13th February 2009, 12:00am

Most teachers have, at some time, had to deal with name-calling by children, impressing on them that it invariably reveals more about the name-caller than the victim. So they will be well able to read between the lines of the recent scattershot attack on the GTC (TES, February 6), recognising that it lacked any critique of the GTC’s actual work to date.

Further enhancing the professionalism of teaching demands both advocacy and regulation. The GTC’s success in both of these fields is demonstrable.

Fifteen thousand enrolments by teachers in its Teacher Learning Academy have been shown by evaluations to have benefited both the teachers themselves and their pupils. Some 90,000 teachers have participated in GTC networks. The council’s policy work - most notably in the area of assessment - has already been influential. And its regulatory work is both respectable and respected.
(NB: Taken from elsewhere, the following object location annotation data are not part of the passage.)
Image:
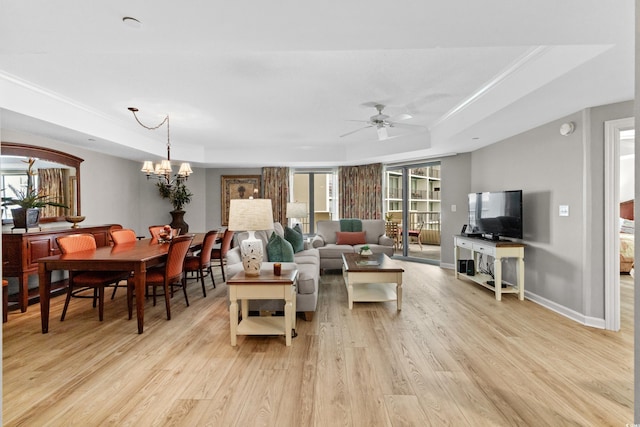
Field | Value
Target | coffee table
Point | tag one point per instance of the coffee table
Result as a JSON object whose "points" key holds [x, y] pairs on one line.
{"points": [[372, 278], [265, 286]]}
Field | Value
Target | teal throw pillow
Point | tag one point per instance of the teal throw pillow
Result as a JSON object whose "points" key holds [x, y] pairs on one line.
{"points": [[279, 250], [294, 236], [350, 224]]}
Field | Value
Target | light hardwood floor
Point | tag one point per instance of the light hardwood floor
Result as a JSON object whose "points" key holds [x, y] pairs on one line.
{"points": [[453, 356]]}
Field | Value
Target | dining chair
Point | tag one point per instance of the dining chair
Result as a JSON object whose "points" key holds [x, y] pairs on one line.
{"points": [[416, 234], [221, 252], [80, 281], [118, 237], [155, 231], [113, 228], [201, 263], [5, 300], [167, 276]]}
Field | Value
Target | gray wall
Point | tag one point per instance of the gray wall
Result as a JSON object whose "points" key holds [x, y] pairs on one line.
{"points": [[564, 255], [114, 191], [455, 175]]}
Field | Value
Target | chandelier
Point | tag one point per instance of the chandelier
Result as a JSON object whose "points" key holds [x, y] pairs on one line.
{"points": [[163, 169]]}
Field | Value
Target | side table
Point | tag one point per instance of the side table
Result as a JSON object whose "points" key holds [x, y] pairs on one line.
{"points": [[265, 286]]}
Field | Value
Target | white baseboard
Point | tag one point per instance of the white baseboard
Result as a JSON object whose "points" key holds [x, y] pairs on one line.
{"points": [[593, 322], [566, 312]]}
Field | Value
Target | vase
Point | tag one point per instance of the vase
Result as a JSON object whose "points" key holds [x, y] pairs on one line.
{"points": [[177, 221], [25, 218]]}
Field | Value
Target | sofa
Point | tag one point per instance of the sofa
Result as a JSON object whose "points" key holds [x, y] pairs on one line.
{"points": [[306, 261], [333, 238]]}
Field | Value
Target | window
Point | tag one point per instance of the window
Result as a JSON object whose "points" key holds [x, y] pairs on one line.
{"points": [[318, 190]]}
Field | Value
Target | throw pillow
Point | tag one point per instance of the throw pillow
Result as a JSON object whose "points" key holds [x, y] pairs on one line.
{"points": [[294, 237], [350, 237], [279, 250], [350, 224]]}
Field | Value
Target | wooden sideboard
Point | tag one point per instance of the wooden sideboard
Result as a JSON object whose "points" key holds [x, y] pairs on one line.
{"points": [[21, 251]]}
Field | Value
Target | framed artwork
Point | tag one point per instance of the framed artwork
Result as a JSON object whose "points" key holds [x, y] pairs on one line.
{"points": [[237, 187]]}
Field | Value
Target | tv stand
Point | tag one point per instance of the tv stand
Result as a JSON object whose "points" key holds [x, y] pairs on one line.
{"points": [[498, 250]]}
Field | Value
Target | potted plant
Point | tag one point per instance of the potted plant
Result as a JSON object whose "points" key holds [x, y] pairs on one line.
{"points": [[30, 201], [179, 196], [365, 250]]}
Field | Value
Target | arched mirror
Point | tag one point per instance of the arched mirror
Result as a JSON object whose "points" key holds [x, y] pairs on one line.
{"points": [[63, 167]]}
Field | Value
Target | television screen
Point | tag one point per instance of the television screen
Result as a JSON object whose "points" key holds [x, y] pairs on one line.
{"points": [[496, 214]]}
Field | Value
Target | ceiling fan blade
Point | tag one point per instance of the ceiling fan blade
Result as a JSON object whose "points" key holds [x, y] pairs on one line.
{"points": [[354, 131], [397, 117], [407, 126]]}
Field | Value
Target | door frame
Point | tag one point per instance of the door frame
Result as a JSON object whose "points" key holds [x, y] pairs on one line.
{"points": [[612, 130]]}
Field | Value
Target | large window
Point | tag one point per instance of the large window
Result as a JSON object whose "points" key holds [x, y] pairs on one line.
{"points": [[412, 202], [318, 190]]}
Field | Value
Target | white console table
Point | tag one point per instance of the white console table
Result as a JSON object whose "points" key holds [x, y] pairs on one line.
{"points": [[498, 250]]}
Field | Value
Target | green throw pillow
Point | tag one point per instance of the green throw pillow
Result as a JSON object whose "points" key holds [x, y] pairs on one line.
{"points": [[294, 236], [350, 224], [279, 250]]}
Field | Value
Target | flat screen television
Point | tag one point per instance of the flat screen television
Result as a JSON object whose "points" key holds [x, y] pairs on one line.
{"points": [[496, 215]]}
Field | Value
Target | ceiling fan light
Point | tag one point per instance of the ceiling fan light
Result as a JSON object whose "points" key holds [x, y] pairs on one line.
{"points": [[382, 133]]}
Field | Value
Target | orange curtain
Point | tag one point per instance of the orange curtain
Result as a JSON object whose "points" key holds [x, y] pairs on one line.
{"points": [[275, 182], [51, 183], [360, 191]]}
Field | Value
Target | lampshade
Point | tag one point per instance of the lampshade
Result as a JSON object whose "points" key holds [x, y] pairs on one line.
{"points": [[297, 210], [250, 214], [185, 169]]}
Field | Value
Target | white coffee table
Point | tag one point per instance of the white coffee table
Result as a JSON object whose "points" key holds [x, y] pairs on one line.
{"points": [[372, 279]]}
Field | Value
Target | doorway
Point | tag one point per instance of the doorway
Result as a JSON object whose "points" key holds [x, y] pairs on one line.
{"points": [[412, 207], [619, 146]]}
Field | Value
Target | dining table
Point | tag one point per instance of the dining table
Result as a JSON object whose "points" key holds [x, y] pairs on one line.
{"points": [[136, 257]]}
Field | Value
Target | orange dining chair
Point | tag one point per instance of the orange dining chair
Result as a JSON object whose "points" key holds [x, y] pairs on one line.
{"points": [[201, 263], [113, 228], [168, 275], [80, 281], [118, 237], [5, 300], [155, 231], [416, 234], [221, 252]]}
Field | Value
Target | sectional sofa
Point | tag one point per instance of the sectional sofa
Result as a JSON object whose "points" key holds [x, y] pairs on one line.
{"points": [[333, 238], [307, 261]]}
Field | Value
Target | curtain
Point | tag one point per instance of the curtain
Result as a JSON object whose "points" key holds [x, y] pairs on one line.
{"points": [[275, 182], [360, 191], [51, 183]]}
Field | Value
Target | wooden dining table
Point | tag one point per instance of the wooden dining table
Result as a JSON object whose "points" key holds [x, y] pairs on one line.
{"points": [[136, 257]]}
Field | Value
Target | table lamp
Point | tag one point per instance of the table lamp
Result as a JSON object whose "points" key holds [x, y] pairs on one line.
{"points": [[297, 210], [251, 215]]}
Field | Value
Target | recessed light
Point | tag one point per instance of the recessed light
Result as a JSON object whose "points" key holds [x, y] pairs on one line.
{"points": [[132, 22]]}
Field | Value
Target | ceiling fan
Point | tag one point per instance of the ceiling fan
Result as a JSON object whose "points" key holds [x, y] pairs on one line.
{"points": [[382, 121]]}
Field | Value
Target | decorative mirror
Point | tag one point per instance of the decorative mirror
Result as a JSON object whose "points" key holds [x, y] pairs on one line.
{"points": [[65, 168]]}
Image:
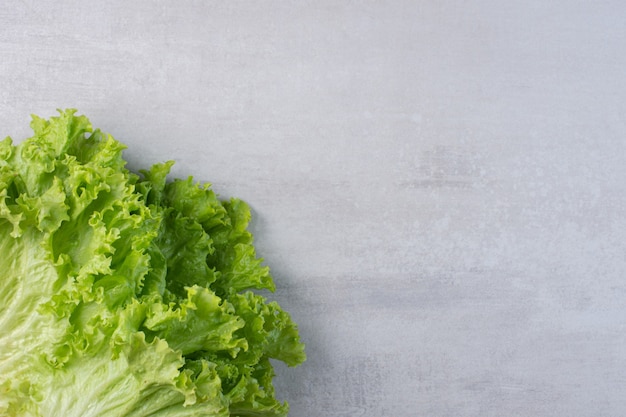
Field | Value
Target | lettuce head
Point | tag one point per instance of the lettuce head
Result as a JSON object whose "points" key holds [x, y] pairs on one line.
{"points": [[125, 294]]}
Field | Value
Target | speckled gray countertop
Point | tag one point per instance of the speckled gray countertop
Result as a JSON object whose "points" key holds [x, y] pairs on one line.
{"points": [[438, 186]]}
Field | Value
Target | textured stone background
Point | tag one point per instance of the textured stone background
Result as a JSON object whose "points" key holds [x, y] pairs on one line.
{"points": [[439, 186]]}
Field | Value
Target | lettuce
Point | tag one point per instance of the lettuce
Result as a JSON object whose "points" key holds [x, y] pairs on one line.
{"points": [[126, 294]]}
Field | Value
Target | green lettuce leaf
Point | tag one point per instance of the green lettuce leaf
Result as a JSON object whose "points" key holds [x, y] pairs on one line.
{"points": [[126, 294]]}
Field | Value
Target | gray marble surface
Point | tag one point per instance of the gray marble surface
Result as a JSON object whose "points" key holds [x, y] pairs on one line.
{"points": [[438, 186]]}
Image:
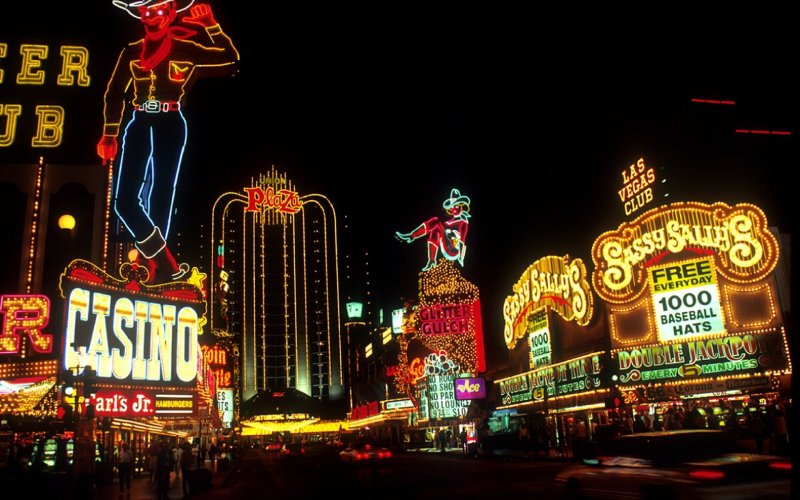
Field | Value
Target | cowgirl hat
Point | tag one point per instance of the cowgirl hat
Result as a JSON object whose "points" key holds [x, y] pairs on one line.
{"points": [[132, 8], [456, 198]]}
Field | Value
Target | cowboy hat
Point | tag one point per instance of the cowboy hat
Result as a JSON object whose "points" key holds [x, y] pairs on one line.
{"points": [[132, 7], [456, 198]]}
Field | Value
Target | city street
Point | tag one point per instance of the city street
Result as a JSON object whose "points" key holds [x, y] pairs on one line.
{"points": [[413, 474]]}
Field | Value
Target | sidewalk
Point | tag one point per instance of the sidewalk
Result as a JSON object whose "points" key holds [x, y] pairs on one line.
{"points": [[499, 453], [142, 488]]}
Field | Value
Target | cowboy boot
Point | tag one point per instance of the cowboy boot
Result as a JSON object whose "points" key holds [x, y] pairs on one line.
{"points": [[421, 230], [161, 264], [433, 251]]}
So, confused and unconfident? No.

Ambitious in its desire to see the teaching profession accorded the respect it deserves? Yes.

Unloved? Well, not entirely, as surveys regularly show. But the GMC, 150 years after its inception, is still under constant attack. So the GTC is confident enough to understand that its ambitions will never be achieved through untempered populism.

Tony Neal, Chair of Policy and Research Committee, GTCE

Gill Stainthorpe, Chair of Registration and Regulation Committee, GTCE.